It’s a Sunday morning in April and Sarah Jenks pops next door to see her elderly neighbour Mary Watkins. Sarah opens the door, walks in, and she can smell the faint whiff of stale smoke in the air.
She catches sight of Mary, who’s covered in soot and whimpering in pain. Sarah gently peels the clothes off her neighbour’s back…and the problem becomes clear.
She’s been severely burned.
Mrs Jenks washes the wound with water and soap, and dresses it with vinegar; Mary wincing with every gentle touch.
25 Years Earlier- 1854.
It was a particularly busy year for Mary.
Her name was well known in Shrewsbury especially around the red-light district in Mardol.

In February a young man called Amaza was said to have been keeping dangerous company. He’d come to the town from Llanfair and had gone to the King’s Head on a Friday night.

Another man “challenged his pocket” (asked him to buy a drink), and so Amaza pulled out a sovereign to pay. Mary Watkins took the money, called for some rum and walked off. When it was clear she wasn’t coming back with drink or money the young lad called the police who came and arrested Mary at her house down the passage. As they were arresting her she dropped 15 shillings and 6d on the ground.
The money was handed over to Amaza who said he didn’t want to take the matter any further and Mary was discharged.
In May, Watkins was fine £2 and 9 shillings for permitting her house to be a used as brothel.
In June she was in trouble yet again.
On Saturday the 10th a man called Thomas Davies from Morton Common near Oswestry were on their way home from Priors Field Wolverhampton, where he worked. He missed the final train so he and a friend found a place to stay at a respectable Inn. That evening they had two or three jugs of ale. Beer of course takes its toll on the bladder, and when nature called Thomas went outside to relieve it. Mary Watkins, not one to miss an opportunity, draped her arm over his shoulder and “took some silver out of his trousers’ pocket, and also two sovereigns and two half sovereigns which were wrapped up in a piece of paper in his pocket”.
He then followed her to her house in King’s Head Passage to – as you can see from the article below – “inquire” about the money. In doing so a bottle of port went missing from his pocked too. He reported the matter to the police.
By this time the authorities were pretty fed up with seeing her, and as you can see from this article in the Shrewsbury Chronical, she was a regular jail bird, so they gave her a tough punishment.
Prison certainly didn’t rehabilitate Mary, or act as a deterrent.
Twelve months later she’s out – and as soon she tastes freedom again she’s back in court…
I have been unable to find out if she was found guilty and sent again to jail again…although it’s a strong likely hood.
Let’s skip forward 25 years.
April 1869 – In a house on Hill’s Lane, elderly “cripple” Mary Watkins is lying on the floor covered in soot and severely burned. The wounds on her back are being gently washed with soap and dressed with vinegar by a caring neighbour, Mrs Sarah Jenks.

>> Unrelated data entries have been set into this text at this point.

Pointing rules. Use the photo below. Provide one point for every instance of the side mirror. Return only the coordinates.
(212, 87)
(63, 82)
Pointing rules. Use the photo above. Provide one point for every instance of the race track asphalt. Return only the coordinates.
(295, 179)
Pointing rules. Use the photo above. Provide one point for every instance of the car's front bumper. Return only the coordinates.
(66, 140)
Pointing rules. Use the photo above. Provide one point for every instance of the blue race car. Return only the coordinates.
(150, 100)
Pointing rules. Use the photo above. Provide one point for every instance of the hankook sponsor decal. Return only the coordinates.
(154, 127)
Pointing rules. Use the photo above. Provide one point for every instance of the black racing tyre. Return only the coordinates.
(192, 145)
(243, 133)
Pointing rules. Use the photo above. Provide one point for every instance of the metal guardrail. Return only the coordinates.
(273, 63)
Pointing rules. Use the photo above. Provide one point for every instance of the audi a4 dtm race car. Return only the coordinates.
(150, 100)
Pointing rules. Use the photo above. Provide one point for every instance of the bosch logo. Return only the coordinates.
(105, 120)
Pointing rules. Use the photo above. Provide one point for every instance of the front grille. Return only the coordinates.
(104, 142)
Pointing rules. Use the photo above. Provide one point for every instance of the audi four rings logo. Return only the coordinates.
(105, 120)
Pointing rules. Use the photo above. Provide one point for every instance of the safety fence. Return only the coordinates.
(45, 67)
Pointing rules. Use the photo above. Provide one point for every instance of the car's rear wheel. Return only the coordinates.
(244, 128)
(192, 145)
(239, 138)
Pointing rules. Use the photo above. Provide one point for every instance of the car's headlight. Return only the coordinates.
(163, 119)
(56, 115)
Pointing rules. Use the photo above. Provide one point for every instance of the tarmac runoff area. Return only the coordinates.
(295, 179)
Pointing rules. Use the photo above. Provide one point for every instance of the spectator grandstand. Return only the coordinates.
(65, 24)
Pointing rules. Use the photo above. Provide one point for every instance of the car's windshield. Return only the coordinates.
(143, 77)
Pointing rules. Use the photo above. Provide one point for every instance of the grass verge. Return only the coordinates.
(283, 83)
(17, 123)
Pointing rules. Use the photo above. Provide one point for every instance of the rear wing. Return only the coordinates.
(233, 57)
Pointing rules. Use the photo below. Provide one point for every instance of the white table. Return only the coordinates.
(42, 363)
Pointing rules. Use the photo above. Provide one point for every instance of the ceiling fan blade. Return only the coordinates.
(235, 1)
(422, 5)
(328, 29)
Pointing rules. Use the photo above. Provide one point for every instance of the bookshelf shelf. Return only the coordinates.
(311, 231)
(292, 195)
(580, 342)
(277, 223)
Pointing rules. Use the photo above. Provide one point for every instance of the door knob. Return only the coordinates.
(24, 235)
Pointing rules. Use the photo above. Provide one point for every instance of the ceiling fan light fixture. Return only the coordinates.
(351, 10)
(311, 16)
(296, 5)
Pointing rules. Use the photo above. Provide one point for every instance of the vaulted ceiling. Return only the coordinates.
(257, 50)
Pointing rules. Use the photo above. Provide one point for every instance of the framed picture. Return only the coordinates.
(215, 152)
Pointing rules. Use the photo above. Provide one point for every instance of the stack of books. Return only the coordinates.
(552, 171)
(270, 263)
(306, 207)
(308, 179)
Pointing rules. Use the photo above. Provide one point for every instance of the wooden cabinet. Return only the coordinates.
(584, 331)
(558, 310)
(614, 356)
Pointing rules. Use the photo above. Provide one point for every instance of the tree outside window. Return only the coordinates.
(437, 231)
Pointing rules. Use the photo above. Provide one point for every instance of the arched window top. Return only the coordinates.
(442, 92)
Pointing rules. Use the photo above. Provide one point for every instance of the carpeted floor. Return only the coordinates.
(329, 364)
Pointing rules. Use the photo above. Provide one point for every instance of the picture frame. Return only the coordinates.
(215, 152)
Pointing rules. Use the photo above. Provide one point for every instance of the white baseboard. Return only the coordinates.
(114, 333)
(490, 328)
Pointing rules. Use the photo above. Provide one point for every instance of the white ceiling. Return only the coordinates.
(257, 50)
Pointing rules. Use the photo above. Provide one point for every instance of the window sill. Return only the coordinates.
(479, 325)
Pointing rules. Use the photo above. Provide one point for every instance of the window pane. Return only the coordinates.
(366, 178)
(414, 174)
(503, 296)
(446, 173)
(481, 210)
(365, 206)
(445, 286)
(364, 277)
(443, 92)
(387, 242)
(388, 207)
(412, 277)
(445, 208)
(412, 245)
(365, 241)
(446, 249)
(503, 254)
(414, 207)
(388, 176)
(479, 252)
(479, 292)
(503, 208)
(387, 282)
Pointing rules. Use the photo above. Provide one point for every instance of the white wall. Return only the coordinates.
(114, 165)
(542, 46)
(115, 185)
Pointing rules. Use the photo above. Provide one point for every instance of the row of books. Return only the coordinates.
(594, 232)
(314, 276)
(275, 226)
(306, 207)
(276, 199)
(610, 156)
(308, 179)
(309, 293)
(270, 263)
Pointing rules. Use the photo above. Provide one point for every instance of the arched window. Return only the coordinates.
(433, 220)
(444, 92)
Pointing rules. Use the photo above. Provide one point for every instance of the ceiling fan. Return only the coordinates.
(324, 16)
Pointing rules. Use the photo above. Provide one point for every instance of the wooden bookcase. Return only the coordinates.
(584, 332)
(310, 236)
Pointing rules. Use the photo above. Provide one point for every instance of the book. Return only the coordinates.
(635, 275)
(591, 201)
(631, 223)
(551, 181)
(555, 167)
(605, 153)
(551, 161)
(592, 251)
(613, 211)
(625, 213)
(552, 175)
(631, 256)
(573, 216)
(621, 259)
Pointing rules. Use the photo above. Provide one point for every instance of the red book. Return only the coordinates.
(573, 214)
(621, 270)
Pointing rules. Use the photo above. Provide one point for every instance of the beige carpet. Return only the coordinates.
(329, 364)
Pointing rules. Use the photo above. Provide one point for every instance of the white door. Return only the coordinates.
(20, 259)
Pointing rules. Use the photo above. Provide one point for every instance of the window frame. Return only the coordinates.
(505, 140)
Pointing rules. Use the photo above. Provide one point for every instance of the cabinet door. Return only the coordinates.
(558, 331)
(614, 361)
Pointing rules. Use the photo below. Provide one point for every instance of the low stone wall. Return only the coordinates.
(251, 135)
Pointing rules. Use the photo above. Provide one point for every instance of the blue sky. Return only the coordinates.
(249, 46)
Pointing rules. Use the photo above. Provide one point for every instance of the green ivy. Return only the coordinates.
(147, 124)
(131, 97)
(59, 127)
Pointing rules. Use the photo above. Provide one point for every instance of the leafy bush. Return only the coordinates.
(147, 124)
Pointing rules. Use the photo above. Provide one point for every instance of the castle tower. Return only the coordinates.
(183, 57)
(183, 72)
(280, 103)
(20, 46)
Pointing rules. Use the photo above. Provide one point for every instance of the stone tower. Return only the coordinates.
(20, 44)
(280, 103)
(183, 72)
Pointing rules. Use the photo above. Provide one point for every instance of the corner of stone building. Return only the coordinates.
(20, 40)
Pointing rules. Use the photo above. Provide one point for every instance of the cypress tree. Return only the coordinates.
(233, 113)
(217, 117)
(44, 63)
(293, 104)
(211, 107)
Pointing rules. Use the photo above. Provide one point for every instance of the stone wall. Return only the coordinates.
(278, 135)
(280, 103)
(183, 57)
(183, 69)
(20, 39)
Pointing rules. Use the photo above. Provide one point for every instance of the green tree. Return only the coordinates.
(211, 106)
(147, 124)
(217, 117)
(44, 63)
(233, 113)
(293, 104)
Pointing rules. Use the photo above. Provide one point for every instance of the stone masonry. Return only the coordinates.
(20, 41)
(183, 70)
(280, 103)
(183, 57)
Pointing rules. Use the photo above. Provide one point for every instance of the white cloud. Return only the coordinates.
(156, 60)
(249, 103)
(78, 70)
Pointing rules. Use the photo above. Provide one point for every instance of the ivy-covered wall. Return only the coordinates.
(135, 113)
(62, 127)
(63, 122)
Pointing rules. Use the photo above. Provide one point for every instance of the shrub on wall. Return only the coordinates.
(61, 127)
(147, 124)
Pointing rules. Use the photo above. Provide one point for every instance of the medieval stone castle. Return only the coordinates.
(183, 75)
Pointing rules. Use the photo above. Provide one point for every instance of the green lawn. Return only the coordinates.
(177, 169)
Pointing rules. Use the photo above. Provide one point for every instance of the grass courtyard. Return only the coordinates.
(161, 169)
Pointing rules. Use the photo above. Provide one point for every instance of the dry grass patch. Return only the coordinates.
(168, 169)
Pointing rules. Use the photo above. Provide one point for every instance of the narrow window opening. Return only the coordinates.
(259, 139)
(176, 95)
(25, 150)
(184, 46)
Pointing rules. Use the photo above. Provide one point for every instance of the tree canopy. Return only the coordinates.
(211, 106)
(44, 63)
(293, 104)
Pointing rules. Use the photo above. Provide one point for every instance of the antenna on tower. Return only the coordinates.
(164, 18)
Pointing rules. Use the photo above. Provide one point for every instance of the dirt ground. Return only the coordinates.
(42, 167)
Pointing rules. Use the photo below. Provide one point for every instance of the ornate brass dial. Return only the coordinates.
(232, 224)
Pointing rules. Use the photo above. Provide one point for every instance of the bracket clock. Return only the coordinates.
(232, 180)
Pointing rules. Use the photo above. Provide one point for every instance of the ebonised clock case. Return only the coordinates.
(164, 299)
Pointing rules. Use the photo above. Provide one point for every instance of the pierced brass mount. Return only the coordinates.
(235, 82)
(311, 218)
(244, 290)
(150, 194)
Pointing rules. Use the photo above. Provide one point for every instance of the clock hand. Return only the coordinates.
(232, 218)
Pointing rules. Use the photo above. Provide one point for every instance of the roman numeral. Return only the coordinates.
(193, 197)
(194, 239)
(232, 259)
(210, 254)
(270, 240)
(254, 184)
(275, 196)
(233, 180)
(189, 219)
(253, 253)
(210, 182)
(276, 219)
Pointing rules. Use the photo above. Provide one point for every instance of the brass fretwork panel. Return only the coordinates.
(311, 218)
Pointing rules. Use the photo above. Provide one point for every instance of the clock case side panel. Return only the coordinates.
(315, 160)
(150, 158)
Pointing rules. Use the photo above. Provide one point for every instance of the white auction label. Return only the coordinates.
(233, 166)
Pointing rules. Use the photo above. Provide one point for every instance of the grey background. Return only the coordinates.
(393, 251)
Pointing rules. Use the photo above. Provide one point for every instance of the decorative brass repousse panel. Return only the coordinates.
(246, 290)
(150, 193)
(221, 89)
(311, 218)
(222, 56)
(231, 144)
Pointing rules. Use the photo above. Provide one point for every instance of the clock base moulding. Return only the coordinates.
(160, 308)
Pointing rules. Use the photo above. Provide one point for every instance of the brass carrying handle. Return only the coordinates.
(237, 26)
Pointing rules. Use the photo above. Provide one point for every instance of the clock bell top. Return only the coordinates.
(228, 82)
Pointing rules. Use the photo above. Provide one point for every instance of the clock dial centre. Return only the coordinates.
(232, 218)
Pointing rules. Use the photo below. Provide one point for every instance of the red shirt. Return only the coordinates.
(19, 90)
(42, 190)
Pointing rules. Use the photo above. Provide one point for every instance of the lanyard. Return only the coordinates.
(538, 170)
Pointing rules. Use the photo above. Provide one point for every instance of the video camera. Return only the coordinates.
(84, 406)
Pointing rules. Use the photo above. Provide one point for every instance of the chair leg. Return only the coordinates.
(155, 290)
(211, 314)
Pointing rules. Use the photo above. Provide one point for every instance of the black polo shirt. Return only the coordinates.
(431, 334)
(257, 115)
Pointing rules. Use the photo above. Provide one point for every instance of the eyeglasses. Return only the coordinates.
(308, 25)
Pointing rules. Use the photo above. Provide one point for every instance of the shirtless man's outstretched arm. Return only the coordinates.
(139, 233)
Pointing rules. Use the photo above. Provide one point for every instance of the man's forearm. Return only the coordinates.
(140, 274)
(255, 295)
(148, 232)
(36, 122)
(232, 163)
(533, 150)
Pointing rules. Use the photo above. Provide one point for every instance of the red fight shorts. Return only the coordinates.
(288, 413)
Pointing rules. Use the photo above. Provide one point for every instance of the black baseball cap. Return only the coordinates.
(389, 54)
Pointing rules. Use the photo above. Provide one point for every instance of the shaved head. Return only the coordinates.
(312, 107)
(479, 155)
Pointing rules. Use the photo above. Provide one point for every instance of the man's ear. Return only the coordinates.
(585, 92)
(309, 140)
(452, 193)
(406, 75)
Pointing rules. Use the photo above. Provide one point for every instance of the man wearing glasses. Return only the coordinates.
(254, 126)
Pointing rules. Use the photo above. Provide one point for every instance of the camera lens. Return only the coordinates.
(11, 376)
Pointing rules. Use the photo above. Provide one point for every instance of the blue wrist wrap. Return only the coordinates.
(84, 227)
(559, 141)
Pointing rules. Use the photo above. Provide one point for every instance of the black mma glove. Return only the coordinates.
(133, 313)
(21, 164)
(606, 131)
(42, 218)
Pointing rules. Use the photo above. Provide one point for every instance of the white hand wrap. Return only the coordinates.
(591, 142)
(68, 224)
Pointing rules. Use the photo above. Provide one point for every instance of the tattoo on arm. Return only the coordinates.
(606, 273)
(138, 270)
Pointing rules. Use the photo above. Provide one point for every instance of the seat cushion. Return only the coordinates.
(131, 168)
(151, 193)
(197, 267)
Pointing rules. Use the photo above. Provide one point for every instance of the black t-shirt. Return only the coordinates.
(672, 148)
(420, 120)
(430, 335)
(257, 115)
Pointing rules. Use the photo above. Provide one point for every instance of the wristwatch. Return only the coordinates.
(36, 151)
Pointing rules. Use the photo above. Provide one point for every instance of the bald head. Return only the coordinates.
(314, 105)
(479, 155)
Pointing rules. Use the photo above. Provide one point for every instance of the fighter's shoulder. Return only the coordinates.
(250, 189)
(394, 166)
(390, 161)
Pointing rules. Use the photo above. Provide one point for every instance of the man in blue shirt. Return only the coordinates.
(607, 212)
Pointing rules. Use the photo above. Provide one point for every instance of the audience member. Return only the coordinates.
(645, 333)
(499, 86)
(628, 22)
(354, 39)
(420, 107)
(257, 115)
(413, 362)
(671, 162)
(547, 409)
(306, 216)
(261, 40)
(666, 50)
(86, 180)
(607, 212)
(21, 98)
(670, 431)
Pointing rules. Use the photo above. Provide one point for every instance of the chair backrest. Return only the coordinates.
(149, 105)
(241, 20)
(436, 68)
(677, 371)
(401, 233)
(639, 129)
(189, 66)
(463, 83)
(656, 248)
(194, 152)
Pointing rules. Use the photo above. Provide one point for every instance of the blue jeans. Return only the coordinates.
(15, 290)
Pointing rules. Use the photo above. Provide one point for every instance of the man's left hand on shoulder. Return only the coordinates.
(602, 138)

Mary is 70 years old but severely ravaged by age and a very tough life, and so she needs help with smallest of tasks, like getting dressed. She lives on her own and so Sarah regularly pops over to help her.
Mary in great pain, lay down on her bed and rested as comfortably as she could.
The next day Monday 26th April she manages to make her way, nearly a mile, to the Infirmary by the river where her back is dressed with bandages. She went again on Tuesday, but by Wednesday she had become too weak and could no longer make the journey.
A surgeon from the Dispensary in Belmont, Mr Edwards, is called and comes to see her at her home. He suggested she returns to the Infirmary as an inpatient and so Mrs Jenks too her.
But they refused to take her in…saying it was case for the Workhouse Union at Kingsland and so the Board told Sarah to take her there.
A number of days had passed, her back remained untreated, and on the 1st May Jenks took Mary to the Union, who took her in.
She was examined by Mr Blythe, the surgeon, who said the burn on her back was extensive. He asked her how it happened and she told him she’d been getting changed with her back to the fireplace when her chemise caught fire. My Blythe sent her to the Union hospital and where her wounds were treated and she was prescribed a “nourishing diet”.
Sarah visited her twice more, but Mary became weaker and weaker and eventually “sank from exhaustion”.
An inquest was held on Wednesday 19th May where the verdict was given: “Accidental burning”.